Odd Week Short Takes
I dedicate the first three weeks of each month to indoor volleyball and the fourth week to beach volleyball. Since there’s 5 Mondays this May I’ll use this week for some random odds and ends that don’t quite fit into full articles.
Are you a Fox or a Hedgehog as a coach? I think there’s two ways to take this, and I’ll use myself as an example. In this paradigm, I’ve tended to view myself as more of a fox. My experience is much more broad than deep. My time with the USA WNT for a 4-season Olympic quad was the longest tenure that I’ve ever had with one team. When I coached club I had a three-year arc with a relatively stable core of players moving up through the age groups from U15 to U17. Other than that, I’ve never been with any program for even two consecutive seasons!
On the other hand, there’s the aspect of that thought experiment that is about the “one big idea,” and increasingly I find the idea of Learning Through Contrast to be the answer to almost every training problem that I have. So maybe I’m just a nomaid hedgehog. TBD.
I’ll remind all readers yet again that the NCAA Beach Volleyball National Championships is quite possibly the best sporting event in existence. It will only be in Gulf Shores for another couple years, and while hosting the event in California is cool too, there’s something fun about having it at Gulf Shores… it takes over the town in a way that seems unlikely to happen in Southern California. But I’ll stay open minded.
Also, multiple coaches who were there commented that they’ve been enjoying the 1-2-3 touch variation from this article. So maybe you will too!
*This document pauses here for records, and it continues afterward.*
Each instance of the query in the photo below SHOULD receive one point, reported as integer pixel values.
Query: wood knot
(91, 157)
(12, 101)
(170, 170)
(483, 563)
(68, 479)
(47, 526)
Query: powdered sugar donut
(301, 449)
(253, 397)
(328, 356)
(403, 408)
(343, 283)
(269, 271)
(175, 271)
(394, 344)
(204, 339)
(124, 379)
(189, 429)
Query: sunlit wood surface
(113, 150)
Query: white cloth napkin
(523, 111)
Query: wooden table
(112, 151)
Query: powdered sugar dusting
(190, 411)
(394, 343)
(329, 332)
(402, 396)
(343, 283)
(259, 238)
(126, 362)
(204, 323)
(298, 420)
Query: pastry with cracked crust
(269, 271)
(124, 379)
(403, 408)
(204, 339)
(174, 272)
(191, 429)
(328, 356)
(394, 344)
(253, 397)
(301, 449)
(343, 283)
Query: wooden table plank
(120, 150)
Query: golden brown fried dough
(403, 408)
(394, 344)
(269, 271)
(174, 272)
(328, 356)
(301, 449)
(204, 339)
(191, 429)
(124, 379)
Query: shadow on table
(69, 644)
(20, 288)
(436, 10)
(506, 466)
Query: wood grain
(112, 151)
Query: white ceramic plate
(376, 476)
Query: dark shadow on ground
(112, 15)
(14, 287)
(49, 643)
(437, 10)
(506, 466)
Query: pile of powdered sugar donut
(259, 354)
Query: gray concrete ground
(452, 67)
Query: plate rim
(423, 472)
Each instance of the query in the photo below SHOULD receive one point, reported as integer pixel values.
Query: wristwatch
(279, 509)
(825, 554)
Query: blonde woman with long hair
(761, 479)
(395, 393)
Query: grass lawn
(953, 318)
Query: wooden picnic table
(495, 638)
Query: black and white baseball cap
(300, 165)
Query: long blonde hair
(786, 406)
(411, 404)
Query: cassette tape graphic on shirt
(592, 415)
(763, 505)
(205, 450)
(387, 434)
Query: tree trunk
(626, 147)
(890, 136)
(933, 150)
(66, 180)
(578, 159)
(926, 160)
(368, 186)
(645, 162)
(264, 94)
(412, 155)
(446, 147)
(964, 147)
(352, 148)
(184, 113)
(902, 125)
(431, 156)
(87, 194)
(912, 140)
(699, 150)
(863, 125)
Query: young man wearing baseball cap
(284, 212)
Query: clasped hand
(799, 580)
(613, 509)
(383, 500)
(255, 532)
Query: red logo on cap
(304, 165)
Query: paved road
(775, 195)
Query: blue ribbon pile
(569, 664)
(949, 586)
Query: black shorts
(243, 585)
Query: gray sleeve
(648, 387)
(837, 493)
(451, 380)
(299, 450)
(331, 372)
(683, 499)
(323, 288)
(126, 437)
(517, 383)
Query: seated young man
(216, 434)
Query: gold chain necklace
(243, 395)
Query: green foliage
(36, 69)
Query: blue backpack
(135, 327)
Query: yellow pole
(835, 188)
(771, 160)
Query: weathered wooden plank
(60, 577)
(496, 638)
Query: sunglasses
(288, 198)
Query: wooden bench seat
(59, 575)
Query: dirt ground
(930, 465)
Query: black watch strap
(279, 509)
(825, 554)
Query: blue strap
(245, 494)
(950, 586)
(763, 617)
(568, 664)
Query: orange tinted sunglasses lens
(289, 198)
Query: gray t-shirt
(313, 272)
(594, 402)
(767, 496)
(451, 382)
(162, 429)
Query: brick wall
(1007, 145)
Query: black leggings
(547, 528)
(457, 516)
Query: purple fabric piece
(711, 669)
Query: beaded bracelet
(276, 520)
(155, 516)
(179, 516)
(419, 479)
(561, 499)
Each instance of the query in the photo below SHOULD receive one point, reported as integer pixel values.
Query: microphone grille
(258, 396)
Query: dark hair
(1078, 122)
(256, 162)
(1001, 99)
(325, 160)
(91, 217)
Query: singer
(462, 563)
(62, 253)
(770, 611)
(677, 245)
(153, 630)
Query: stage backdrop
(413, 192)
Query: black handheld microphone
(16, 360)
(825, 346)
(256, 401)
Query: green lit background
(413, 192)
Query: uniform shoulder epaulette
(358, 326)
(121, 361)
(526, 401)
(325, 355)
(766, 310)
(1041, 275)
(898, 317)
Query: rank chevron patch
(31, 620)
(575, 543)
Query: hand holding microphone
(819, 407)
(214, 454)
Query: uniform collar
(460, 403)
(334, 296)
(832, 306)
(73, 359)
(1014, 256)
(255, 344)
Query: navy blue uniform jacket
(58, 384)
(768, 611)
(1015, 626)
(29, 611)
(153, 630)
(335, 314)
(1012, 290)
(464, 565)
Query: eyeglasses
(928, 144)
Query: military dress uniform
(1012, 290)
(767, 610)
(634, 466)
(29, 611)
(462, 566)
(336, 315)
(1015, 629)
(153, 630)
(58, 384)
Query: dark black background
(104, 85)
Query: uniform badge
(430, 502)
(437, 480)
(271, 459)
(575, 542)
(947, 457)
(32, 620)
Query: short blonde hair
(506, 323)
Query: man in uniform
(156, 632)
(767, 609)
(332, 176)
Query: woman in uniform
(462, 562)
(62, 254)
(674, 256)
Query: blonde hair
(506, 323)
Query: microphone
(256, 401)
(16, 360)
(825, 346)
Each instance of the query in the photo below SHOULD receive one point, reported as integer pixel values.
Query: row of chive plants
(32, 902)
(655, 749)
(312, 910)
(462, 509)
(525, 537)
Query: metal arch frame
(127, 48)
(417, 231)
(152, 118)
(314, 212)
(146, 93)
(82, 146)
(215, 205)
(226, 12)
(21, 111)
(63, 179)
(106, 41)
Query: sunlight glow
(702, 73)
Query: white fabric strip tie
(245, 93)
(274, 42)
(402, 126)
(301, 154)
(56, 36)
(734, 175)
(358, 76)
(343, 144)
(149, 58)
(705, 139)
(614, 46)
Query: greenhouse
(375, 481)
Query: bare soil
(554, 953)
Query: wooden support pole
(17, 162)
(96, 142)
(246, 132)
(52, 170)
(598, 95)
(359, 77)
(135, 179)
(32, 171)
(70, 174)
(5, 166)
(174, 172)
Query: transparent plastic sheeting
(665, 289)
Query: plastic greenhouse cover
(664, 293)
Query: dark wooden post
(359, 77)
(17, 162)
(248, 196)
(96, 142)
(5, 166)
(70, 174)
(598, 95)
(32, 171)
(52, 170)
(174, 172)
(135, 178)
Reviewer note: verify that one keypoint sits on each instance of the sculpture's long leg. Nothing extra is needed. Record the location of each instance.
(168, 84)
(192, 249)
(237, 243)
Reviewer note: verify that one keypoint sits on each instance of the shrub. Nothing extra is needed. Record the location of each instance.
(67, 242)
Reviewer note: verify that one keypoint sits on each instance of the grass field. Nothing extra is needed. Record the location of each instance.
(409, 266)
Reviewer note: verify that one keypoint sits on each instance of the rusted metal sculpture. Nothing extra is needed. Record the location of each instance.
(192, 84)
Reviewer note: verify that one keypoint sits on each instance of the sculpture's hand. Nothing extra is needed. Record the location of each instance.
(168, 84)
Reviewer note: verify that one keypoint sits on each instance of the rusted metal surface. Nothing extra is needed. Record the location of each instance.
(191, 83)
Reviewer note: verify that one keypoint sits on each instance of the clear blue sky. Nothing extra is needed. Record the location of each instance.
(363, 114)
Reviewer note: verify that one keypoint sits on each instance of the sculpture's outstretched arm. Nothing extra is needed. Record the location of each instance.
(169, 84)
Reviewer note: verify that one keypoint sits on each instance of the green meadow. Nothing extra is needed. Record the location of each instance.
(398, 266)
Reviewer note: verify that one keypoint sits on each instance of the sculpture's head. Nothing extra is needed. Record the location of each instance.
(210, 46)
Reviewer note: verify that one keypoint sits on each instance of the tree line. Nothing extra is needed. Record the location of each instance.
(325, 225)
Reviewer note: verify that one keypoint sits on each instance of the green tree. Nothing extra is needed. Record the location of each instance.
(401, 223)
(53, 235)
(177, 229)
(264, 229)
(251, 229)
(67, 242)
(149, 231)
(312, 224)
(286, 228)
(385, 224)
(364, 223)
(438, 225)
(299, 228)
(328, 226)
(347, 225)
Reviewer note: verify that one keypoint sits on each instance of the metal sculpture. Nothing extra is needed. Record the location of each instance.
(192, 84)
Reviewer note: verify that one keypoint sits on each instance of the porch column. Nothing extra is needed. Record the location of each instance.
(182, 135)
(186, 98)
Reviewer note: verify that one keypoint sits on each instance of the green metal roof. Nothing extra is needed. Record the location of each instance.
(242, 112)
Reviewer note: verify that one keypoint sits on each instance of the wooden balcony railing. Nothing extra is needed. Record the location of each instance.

Something I’ve been saying a lot lately:
Control your body to control the ball. Control your eyes to control your body. Control your mind to control your eyes.
I’m saying that to some of the freakiest athletes on the planet, but I learned this lesson from my daughter. If any of you also have a 2 year-old, you know that their “eyework” is far from ideal. And you can see so clearly the emotions pumping through their body and how it changes their ability to focus.
Even elite athletes deal with this, it’s just less noticeable because the changes are more subtle. If their mind isn’t dialed on the right things, it affects their eyework. When their eyes are off, their movements are off. When their movements are off, they lose power, touch, or both.
The other team is the best teacher. The ultimate in CLA training is to have another team that plays in a way such that you have to adapt to play against them. I saw this with servers and passers here on Canada MNT, and I’ve seen it with servers at lots of levels. You can cue servers to serve it harder, put more pressure on other team, etc, but nothing beats putting passers on the other side that can handle what you’re bringing.
Elite athletes sense this and change faster, which is how they get elite. For lower-level players, one of the biggest barriers to their progress is that they don’t always attune to what the other team is doing, or notice that they are even having less success.
Training has to be fun, and the head coach for Canada MNT, Ben Josephson, is one of the best I’ve ever been around at keeping things light, even while pushing hard. My favorite for this has to be Party Your Hasselhoff aka PYH, a drill that we play once a week. The setup and scoring for this drill is pretty simple: standard volleyball with bonus point scoring based on what we want to emphasize.
But the key is to put David Hassselhoff’s best selling album: Party Your Hasselhoff on the practice speakers while we play the game. You didn’t know that you needed to hear Hasselhoff sing Sweet Caroline, but now you do.
I’ve been talking to our guys about Hesitation vs Patience. Hesitation is when you freeze because you don’t know what to do. Patience is when you know what to do, but you wait for the right time to do it. Defenders get in trouble when they hesitate, but they also get in trouble when they lack patience and they move before they have all the information. Finding the right balance is key.
In the Off-Season Training session with Luka Slabe, he talked about the idea of a Pre-Practice Appetizer: sending your team or specific players a couple of short clips or concepts that help set up the day’s practice. I’ve been really liking that idea. So much of our video feedback is review-based, but adding in some preview can make the teaching at practice a lot better. Highly recommended!